Quel est le concept ou l’idée sur The Eternal Harvest. S’agit-il d’un voyage mortuaire, vers la mort, à l’image de la pochette qui semble représenter un char avec son conducteur qui fait la récolte des âmes en nous conduisant inévitablement vers les ténèbres… ?
The Eternal Harvest est une élégie à la quête sans fin de l’Homme pour comprendre le sens de son Histoire et son incapacité à panser les blessures de son passé. Nous avons essayé de donner vie ici à une musique qui véhicule la nostalgie et la contemplation. De tout temps, l’Homme a cherché à justifier le sens de ses actions par l’intervention de divinités, qu’elles soient astrales, mythologiques ou monothéistes. Cet album est une conversation, à la fois spirituelle et écorchée, entre les différents fantômes de nos légendes.

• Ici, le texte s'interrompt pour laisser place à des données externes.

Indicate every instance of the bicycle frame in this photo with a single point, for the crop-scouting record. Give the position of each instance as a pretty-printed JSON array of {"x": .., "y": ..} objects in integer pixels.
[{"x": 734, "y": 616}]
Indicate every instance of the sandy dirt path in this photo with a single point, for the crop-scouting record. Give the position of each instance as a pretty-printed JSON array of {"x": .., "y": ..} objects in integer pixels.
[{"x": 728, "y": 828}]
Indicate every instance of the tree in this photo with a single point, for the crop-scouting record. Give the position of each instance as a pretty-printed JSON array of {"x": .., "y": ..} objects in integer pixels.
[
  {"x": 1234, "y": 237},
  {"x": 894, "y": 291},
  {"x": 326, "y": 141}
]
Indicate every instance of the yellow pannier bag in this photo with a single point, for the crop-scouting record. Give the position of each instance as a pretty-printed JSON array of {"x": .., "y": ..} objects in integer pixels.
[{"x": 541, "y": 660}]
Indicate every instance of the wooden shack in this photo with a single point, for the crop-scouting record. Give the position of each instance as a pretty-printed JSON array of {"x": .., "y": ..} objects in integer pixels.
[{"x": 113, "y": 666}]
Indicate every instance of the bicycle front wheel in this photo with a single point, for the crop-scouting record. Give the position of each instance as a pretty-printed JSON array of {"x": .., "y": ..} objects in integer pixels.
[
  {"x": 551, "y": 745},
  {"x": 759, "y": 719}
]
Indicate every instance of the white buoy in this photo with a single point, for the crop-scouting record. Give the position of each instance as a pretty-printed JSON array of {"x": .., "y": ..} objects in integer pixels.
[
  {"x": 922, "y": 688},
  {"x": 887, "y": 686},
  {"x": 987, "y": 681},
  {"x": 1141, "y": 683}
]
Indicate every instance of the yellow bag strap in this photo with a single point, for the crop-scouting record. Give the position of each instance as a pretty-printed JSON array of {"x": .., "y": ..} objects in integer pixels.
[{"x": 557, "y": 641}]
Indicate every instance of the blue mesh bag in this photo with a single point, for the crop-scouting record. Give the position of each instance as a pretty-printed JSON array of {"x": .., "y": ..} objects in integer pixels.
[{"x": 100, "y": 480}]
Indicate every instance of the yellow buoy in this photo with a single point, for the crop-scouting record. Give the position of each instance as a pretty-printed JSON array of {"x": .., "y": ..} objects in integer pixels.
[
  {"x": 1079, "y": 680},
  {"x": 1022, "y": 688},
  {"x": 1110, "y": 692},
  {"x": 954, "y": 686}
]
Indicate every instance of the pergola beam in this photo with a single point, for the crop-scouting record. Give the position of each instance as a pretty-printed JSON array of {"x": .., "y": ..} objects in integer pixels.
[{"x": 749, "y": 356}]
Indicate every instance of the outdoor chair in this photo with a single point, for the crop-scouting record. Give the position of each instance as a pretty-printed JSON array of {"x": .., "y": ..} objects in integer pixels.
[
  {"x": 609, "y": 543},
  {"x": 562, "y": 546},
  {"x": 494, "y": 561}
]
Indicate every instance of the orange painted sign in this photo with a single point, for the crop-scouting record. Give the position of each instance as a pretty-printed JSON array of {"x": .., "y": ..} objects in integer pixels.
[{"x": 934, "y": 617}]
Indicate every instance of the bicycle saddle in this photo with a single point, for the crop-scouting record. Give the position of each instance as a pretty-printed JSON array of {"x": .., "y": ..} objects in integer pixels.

Musicalement, de quelle école vous revendiquez-vous plutôt, et quelles sont vos principales influences en matière de black metal et autres genres ? Forcément, on pense au black metal scandinave, du fait de certaines mélodies en tremolo plus typiques, mais aussi autrichien, comme les premiers Abigor ou Summoning (sans les claviers), ou français peut-être… ?
Nous écoutons tous les deux beaucoup de styles très différents, que ce soit au sein de la sphère metal ou en dehors. Pour ce qui est des influences principales de Lunar Tombfields, elles sont à chercher plutôt du côté de la scène black metal américaine (Wolves in the Throne Room, Weakling, Krallice) ou bien plus généralement européenne (Drudkh, Blut Aus Nord).

Que pensez-vous de la scène black metal française de nos jours qui évolue beaucoup, notamment par le soutien promotionnel de votre label Les Acteurs de l’Ombre Productions ?
Nous n’avons pas d’avis spécifique sur la scène black metal française, qui comprend de très bonnes choses et des moins bonnes comme la plupart des autres scènes. Nous sommes d’ailleurs proches de certains groupes qui officient également dans cette sphère. Il est vrai que le rôle des Acteurs de l’Ombre n’est pas étranger au développement de la scène, et nous sommes satisfaits de notre collaboration avec eux.

Enfin, quels sont les projets de Lunar Tombfields pour cette année 2022 qui commence sous de meilleurs auspices, on l’espère tous, notamment dans la culture et la musique ? Des projets de concerts sont-ils prévus en France et à l’étranger ? Des festivals d’été peut-être de programmés ? Des dates communes avec d’autres artistes du catalogue LADLO ?
Nous avons monté un line-up live et sommes d’ores et déjà en train de travailler sur une future tournée. Nous avons prévu de jouer en live un maximum, donc n’hésitez pas à nous contacter sur les réseaux sociaux. Le contexte sanitaire demeure incertain, mais notre volonté de donner vie aux titres de The Eternal Harvest sur scène est bien réelle.